Aid from Libya’s neighbors and allies began to trickle in days after a devastating storm ravaged the nation’s northeastern coast, leaving at least 2,300 people dead and as many as 10,000 missing, according to Bloomberg.
Hardest hit by Mediterranean storm Daniel was Derna. A deluge of water swept through the city of 90,000 after two dams broke, washing away buildings and even neighborhoods. Officials in the eastern part of the divided OPEC nation said water levels had reached the fourth or fifth floors of some buildings.
The scale of the destruction and the difficulty of the rescue and relief effort mirrored that in Morocco, where more than 2,900 people have died in the most powerful earthquake to hit the North African country for more than a century.
But compounding the challenges in Libya is its long-running political division.
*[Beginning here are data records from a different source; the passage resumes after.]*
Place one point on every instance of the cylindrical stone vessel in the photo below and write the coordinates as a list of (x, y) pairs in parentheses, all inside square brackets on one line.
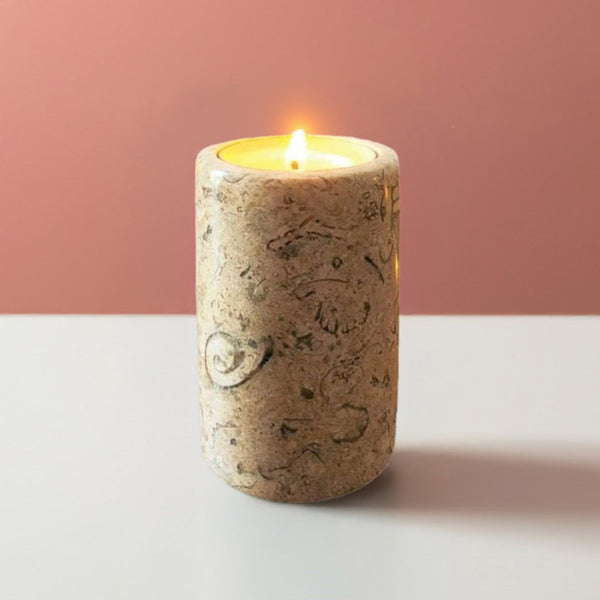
[(297, 302)]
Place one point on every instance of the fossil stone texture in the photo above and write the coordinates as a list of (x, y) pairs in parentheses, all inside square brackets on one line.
[(297, 300)]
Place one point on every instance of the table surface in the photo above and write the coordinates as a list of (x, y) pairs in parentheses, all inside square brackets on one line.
[(493, 491)]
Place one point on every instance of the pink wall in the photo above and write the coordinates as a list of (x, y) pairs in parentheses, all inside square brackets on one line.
[(493, 108)]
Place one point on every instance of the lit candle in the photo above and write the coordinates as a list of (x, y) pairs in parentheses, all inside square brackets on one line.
[(297, 300)]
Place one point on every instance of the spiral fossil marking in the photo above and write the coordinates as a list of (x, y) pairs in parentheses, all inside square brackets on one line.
[(230, 362)]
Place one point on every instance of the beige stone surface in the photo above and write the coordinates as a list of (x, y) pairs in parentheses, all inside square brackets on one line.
[(297, 301)]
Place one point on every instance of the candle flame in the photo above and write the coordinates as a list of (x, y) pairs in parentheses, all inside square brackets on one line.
[(295, 155)]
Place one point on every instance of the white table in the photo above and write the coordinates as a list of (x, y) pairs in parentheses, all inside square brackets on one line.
[(493, 493)]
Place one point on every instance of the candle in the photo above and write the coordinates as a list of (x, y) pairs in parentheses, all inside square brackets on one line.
[(298, 152), (297, 302)]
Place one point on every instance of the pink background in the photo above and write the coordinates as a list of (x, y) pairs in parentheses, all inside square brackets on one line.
[(493, 107)]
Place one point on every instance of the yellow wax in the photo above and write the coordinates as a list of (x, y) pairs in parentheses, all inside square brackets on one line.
[(324, 152)]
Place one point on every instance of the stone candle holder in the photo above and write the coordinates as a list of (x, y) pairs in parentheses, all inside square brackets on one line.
[(297, 302)]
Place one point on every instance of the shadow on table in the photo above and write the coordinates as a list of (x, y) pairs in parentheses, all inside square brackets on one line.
[(466, 481)]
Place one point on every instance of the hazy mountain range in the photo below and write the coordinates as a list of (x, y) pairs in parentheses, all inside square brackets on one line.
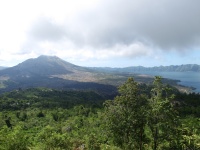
[(1, 67), (172, 68), (53, 72)]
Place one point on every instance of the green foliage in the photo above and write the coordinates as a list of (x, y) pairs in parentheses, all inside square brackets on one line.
[(140, 117), (126, 116)]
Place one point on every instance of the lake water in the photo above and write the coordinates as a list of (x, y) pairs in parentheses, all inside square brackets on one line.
[(191, 79)]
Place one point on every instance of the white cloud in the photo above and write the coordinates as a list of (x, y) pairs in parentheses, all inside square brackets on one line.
[(98, 29)]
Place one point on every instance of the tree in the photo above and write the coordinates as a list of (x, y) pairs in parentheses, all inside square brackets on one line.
[(162, 117), (126, 116)]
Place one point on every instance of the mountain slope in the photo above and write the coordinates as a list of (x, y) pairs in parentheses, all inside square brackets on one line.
[(51, 72), (41, 66), (172, 68), (1, 67)]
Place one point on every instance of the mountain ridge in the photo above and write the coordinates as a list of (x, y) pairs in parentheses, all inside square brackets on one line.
[(171, 68), (53, 72)]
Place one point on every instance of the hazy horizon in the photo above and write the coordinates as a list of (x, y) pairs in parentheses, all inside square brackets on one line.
[(100, 33)]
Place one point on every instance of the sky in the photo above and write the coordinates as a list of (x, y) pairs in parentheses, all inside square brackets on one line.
[(101, 33)]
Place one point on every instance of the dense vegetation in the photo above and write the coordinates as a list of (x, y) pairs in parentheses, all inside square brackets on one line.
[(144, 117)]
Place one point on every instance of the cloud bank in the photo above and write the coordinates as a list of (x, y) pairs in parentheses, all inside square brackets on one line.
[(115, 28)]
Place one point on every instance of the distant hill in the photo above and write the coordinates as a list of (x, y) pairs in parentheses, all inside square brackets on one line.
[(1, 67), (53, 72), (172, 68)]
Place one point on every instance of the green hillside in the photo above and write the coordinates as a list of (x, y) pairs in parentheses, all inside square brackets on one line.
[(141, 117)]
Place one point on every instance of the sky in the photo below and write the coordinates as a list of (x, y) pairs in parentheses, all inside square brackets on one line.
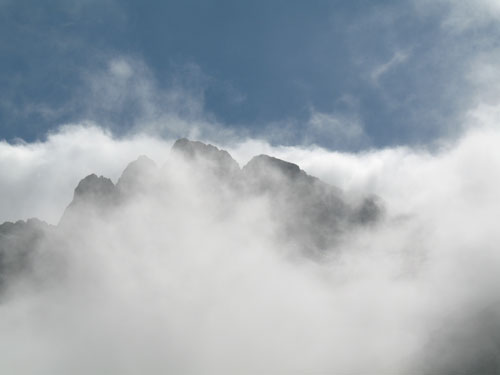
[(397, 99), (344, 75)]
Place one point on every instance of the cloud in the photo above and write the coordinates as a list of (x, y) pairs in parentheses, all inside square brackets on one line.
[(398, 58), (198, 282)]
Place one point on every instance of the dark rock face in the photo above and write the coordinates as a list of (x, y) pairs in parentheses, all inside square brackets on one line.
[(136, 176), (310, 215), (94, 195), (216, 161)]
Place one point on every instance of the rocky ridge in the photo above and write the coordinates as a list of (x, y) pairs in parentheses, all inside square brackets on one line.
[(310, 214)]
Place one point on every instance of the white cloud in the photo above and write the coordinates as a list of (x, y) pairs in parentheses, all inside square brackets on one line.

Rival administrations in the west and east mean the country, despite its oil wealth, has suffered a dearth of investment in infrastructure and social services.
In a sign of some convergence after the tragedy, those rival governments pledged two billion Libyan dinars ($414 million) in assistance to Derna and other areas affected in the east. Neighboring Egypt dispatched its military chief of staff and other officers, along with relief supplies, while Algeria sent in its interior and health ministers, along with rescue workers, according to Arab state media.
Libya’s situation “is the very definition of a disaster,” Othman Abdel-Jaleel, health minister for Libya’s east, said in a clip carried by Al Masar TV. “The corpses are still scattered” in various hospitals awaiting identification.
Libyan officials have put the death toll at no less than 2,300 people so far and said the number missing was anywhere from 5,000 to 9,000 — with that higher estimate equating to roughly 10% of Derna’s population. Libya’s envoy to the International Federation of Red Cross and Red Crescent Societies told reporters in Geneva about 10,000 people were unaccounted for.
The death toll from storm Daniel has surpassed that of Hurricane Katrina, which struck the Gulf coast of the US in 2005 and left over 1,800 dead - making it the second deadliest storm in American modern history.
Khalifa Haftar, who heads the most powerful military force in Libya’s east, said rescue efforts were underway. The Libyan National Army, which he heads, said Tuesday that 25%-45% of Derna had disappeared, according to Arab satellite channel Arabiya.
In an apparent effort to deflect potential blame in Derna, the LNA said it had issued repeated warnings in the area about the storm.